Cathy Buerger’s literature review of Counterspeech highlights its effectiveness in shaping the tone of online conversations: “When users are exposed to civil responses, they are more likely to contribute civil comments themselves.” According to Buerger’s review, Reconquista Internet, formed in 2018 in Germany as a direct response to the far-right hate group Reconquista Germanica, led to a decrease in the intensity and proportion of hateful speech online. However, Buerger’s review acknowledges that counterspeech also has the potential to make exchanges more confrontational, which can escalate tensions rather than fostering understanding.
Striking the right balance
So, what’s the best approach to handling toxicity online? There may not be only one ‘right’ answer. Filtering and nudging can reduce the immediate spread of harmful content, while counterspeech can encourage a more civil atmosphere.

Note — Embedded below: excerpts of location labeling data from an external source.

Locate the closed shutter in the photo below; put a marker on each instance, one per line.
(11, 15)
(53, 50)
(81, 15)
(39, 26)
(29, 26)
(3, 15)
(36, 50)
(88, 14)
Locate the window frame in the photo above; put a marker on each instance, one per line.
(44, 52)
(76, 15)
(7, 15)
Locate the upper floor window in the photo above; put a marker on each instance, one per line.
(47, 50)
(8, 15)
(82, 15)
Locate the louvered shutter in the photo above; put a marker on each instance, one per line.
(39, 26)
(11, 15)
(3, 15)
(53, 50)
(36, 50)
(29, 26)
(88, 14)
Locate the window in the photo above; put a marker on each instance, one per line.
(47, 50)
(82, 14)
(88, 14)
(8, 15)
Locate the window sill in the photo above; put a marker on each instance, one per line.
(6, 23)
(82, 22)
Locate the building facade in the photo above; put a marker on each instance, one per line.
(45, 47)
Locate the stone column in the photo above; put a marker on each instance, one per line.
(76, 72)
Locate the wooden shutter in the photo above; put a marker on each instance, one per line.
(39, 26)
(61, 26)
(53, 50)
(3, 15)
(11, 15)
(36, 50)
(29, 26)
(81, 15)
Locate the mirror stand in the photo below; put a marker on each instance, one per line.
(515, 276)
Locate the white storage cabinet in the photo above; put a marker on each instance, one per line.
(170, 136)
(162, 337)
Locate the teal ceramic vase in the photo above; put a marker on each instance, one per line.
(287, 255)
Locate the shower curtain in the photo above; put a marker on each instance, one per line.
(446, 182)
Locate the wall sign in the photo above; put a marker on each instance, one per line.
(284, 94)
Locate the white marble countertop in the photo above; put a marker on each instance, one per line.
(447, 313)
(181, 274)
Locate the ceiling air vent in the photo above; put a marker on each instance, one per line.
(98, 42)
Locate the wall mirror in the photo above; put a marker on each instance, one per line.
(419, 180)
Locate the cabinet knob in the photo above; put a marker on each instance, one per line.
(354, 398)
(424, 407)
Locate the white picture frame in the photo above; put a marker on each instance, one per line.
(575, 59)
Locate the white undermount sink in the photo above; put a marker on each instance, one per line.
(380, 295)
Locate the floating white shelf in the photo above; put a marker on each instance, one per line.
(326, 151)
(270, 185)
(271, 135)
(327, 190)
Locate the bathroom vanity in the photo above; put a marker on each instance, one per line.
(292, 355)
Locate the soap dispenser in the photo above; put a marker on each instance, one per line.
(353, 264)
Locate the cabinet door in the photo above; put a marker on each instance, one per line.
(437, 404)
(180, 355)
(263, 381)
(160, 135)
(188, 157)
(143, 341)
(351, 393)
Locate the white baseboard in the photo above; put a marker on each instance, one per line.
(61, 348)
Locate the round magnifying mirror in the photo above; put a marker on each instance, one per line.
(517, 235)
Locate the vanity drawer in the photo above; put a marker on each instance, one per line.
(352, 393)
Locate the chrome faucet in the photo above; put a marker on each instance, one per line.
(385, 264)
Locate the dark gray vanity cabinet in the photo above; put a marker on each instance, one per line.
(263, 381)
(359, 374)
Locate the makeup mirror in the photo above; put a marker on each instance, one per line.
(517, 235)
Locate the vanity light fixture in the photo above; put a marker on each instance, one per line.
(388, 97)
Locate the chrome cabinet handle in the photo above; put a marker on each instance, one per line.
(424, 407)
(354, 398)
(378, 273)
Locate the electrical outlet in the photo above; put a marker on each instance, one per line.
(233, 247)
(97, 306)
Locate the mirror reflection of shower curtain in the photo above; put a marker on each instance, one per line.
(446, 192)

It’s clear to me that platforms need to do more than simply hide offensive and abusive content. They must foster environments where users—especially women and girls—feel safe enough to engage fully, without fear of harassment. A blend of filters, nudges, and counterspeech can create safer, more inclusive, and diverse digital spaces.
The line between moderation and censorship is thin, but with thoughtful, transparent policies, platforms can navigate it in ways that protect users without stifling important voices. The goal should always be to promote healthier interactions, ensure freedom of expression, and mitigate the chilling effects of online toxicity.
Lena Slachmuijlder is Co-Chair of the Council on Tech and Social Cohesion and Executive Director of Digital Peacebuilding at Search for Common Ground.